Alternative to DBs for storing audit logs?

237 Views Asked by At

I'm currently developing a system that is used for generating verification codes. The system authenticates a user, sends them a code, stores it locally, then at some later point receives the code from the user, after which point the code is spent and deleted from the system

The original proposal was to create this system using an SQL database, however this use case just screams Kafka, and since these codes have a very short duration (they expire in 30 seconds, which means that they must be spent almost immediately) it only makes sense to have producers and consumers that create and consume events that hold these codes.

However, the issue is that all events must be logged, i.e. upon code consumption/expiration something must be written in the audit log. Also, any attempt to use an invalid code must be logged as well. It seems like a waste to have a fully fledged database and then use it to have one AUDIT_LOG table in it.

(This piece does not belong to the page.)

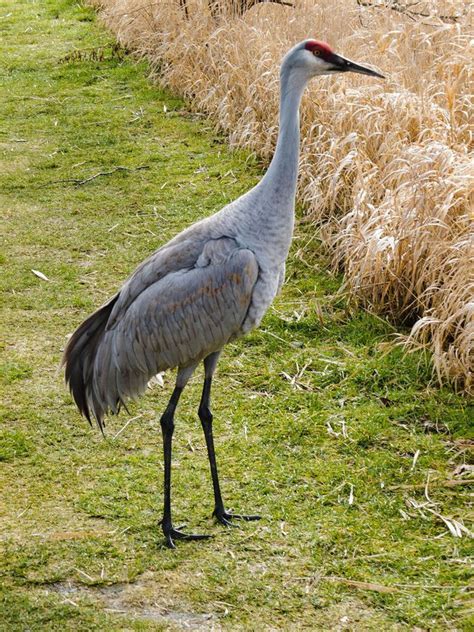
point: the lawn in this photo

Since we're using Spring boot we'd like to use some plug-and-play solution that can be easily interfaced with. I've seen suggestions of using Kafka itself to store audit logs, but we need long term persistence and Kafka doesn't seem ideal for that. Using a no-SQL DBs was also suggested, and I've seen some promising append-only solutions.

Do you folks have anything to recommend here?

2

There are 2 best solutions below

1
On BEST ANSWER

original proposal was to create this system using an SQL database

Use both? Kafka Connect can write to JDBC databases from Kafka topics. This way, you don't need to write JDBC Clients within your Java code, and non-Java clients can also send data to the same Kafka topic since the protocol is generic TCP, not specific to your database.

If that SQL database doesn't work, you can still consume the same Kafka topic to a different system (Elasticsearch works great for log analysis, as does HDFS or S3 for larger datasets). Since you mention "offline" systems, then MinIO is a self-hosted, S3 compatible option.

2
On

According to it's home page kafka is for

data pipelines, streaming analytics, data integration, and mission-critical applications

But you stated that an important functionality of your application is persistent storage of structured data. So it's highly doubtable whether kafka is a good long term fit for this purpose if that purpose isn't advocated by kafka itself.

Also keep in mind that there is probably more to your application than just the use cases. Maybe at some point reporting functionality is required. Than you are probably way better of leveraging a reporting product that probably a lot of people already know or have worked with than reinventing all of that on top of kafka (even though streaming analytics is a use case for kafka, but it probably is way lesser known than for example an sql reporting tool).